結婚して随分経つのですが、不妊症でしょうか?
 
結婚していてもしていなくても、避妊をしないで2年以上妊娠しなければ不妊症と定義されています。不妊症と言う言葉は出来ないと言う意味ではなく、検査なり治療が必要かもしれないと言う事です。一般には一年以内に、80%の方が自然に妊娠します。そして次の一年、つまり2年以内に90%の方が自然に妊娠します。検査や治療は早い方がいいのです、高齢になると治療しても妊娠率が下がってきます。

不妊症の原因は?
 男性側の原因による男性不妊と、女性側の原因による女性不妊に分けます。実は男性側の原因による不妊が結構多いのです。この結果女性も妊娠しない為、子宮内膜症になったりして、結果として、男性、女性両方共に不妊症と言った例もかなりあります。不妊症の検査、治療は男性の検査も大切です。しかしここで問題があります。女性が原因であった場合はいいのですが、もし男性が原因であった場合そのショックは女性には想像できないほど重大で、その後の性交渉にも影響する事があります。精子に問題があっても、男性らしさとか、性的な意欲、性交能力とは関係ないことを、良く理解してあげましょう。又不妊治療中、性交日を指定されたりする事もよくありますが、男性にはとても辛い事も有るのです。思う様にならない事があると、その後も失敗を恐れ益々上手くいかなくなったりします。良く話し合う事が大事なのです。
 女性側の原因は、生理不順の所で述べた排卵の問題、精子と卵を通過させ受精が起こる卵管の通過の問題、受精卵が着床し育ってくる子宮の問題、その他のホルモンや、免疫的な問題、他の病気との関連などがあります。それぞれについて更に細かく検査をし、治療していきます。排卵の問題は、排卵誘発剤のお陰でかなりの率で排卵させる事が出来ます。一番多く、難しいのが卵管因子です。
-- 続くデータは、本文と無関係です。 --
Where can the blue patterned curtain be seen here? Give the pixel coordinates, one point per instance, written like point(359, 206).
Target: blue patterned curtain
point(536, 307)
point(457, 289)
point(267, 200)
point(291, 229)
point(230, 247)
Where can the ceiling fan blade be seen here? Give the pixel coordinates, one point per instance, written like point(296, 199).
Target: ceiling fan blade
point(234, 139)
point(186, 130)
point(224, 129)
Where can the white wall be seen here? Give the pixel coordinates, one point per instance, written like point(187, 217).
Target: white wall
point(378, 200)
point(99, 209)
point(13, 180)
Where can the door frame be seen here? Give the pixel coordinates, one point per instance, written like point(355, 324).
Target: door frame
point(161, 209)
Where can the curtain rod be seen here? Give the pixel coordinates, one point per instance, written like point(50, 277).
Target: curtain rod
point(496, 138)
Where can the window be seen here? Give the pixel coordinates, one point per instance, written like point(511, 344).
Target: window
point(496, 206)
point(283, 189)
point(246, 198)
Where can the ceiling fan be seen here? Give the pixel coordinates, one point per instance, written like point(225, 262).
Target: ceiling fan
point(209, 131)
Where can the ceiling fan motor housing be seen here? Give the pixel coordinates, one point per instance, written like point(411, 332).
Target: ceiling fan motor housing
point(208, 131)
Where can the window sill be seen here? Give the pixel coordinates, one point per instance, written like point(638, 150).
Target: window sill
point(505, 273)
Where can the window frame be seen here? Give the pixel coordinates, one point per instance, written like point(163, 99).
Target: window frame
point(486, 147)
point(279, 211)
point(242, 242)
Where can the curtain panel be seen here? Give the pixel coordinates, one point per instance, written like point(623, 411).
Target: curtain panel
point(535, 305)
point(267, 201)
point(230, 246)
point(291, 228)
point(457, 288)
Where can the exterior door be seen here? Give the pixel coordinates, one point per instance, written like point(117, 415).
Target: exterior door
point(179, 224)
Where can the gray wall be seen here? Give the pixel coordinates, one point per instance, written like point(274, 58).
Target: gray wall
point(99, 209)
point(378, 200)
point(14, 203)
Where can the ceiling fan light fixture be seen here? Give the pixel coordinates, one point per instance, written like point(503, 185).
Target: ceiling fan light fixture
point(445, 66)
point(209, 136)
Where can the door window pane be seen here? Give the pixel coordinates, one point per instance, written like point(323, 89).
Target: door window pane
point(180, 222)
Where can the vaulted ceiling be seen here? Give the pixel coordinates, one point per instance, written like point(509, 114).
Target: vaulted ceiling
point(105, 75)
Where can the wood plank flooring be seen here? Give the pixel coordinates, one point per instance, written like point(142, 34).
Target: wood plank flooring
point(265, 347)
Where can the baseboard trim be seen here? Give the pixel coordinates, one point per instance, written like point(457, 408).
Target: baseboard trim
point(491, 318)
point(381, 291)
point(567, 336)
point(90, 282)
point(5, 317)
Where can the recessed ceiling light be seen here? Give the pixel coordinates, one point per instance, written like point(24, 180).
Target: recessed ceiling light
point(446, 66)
子宮内膜症とか、卵管炎によって卵管が詰まったり、動きが悪くなったりすると妊娠しなくなるのです。卵管が詰まっているのは検査で解かるのですが、通っているのに動きが悪く卵を運べないことはなかなか判定できないのです。そのため卵管を使用しないで妊娠する、体外受精が行われるようになってきたのです。
 当院では、体外受精は行っておりませんが、必要な方はそれぞれの施設へ紹介し、体外受精のための注射などをしています。患者さんの希望によりますが、最後まで責任を持って面倒を見させていただくことを、心掛けております。